Creepy. Goosepimply. Enough that when I reached the fifth packet I took a moment to read the outside label, just so I’d know what my brain was looking at.

The tag said archaeology liaison bureau. Chappalar once mentioned he scrutinized archaeological activities for the whole planet — easy work, because the "bureau" was actually a single man working out of a fiddly-dick office just down the street from us. Whenever the Heritage Board on New Earth authorized an exploration of Demoth’s ruins, our archaeology liaison was supposed to handle local arrangements (transportation, accommodation, and so on).

Not that the Heritage Board had authorized a single dig during my lifetime.
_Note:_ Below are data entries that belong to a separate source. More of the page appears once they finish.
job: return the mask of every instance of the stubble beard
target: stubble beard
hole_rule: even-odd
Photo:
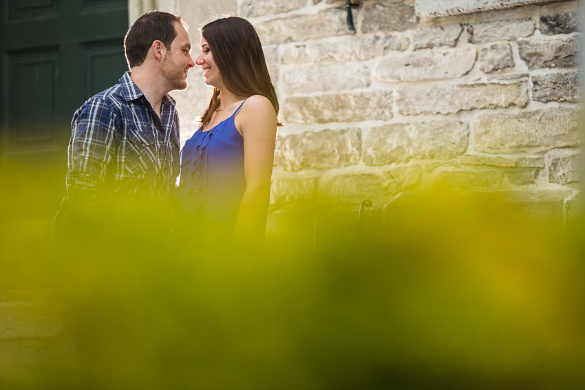
[[[183,78],[183,69],[171,63],[169,57],[165,57],[162,61],[160,72],[164,79],[171,84],[173,89],[182,91],[187,87],[187,80]]]

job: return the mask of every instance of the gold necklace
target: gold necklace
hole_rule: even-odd
[[[229,107],[229,106],[230,106],[230,105],[231,105],[233,102],[235,102],[235,100],[237,100],[237,98],[236,98],[235,99],[233,100],[230,104],[228,104],[228,105],[226,105],[226,107],[224,107],[224,108],[222,108],[222,109],[220,109],[220,107],[217,107],[217,111],[224,111],[224,109],[226,109],[226,108],[228,108],[228,107]]]

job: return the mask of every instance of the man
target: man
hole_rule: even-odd
[[[130,72],[75,112],[57,235],[127,235],[134,217],[151,236],[168,235],[180,158],[179,119],[167,93],[185,89],[195,65],[186,27],[167,12],[138,18],[124,41]]]

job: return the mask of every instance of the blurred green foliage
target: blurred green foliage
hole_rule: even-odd
[[[66,245],[47,221],[3,223],[0,290],[63,302],[75,347],[0,360],[0,388],[585,385],[583,221],[436,192],[374,206],[363,226],[343,208],[282,214],[263,252],[204,236],[157,247],[143,221],[136,240],[100,235],[110,222]]]

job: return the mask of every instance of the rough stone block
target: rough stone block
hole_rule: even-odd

As I’ve said, the board wrote off our planet long ago. So the bureau man collected his pay and spent his time teaching oboe lessons to local teens; he played with a woodwind quintet and was supposedly quite good. (If it’s not a contradiction to use "oboe" and "good" in the same sentence.)

Every year, Chappalar submitted a suggestion to the Speaker-General’s office, recommending the liaison job be dissolved or folded in with some other department. Every year, the SGO replied that the Technocracy had rejected the idea. The Heritage Board bureaucrats demanded we have someone standing ready in case they ever favored Demoth with their assy-brassy attention… and the SGO decided each year not to fight the Technocracy over a single man’s salary.

I loaded the archaeology file and watched it congeal into the reader. When it was spooled up for access, I psyched myself to deliver another request to the world-soul… and found the answer was already in my mind.

The file contained a letter signed "Maya Cuttack, Ph.D." What did the letter say? I knew that too, as if I’d memorized the message decades ago as junior-school rotework.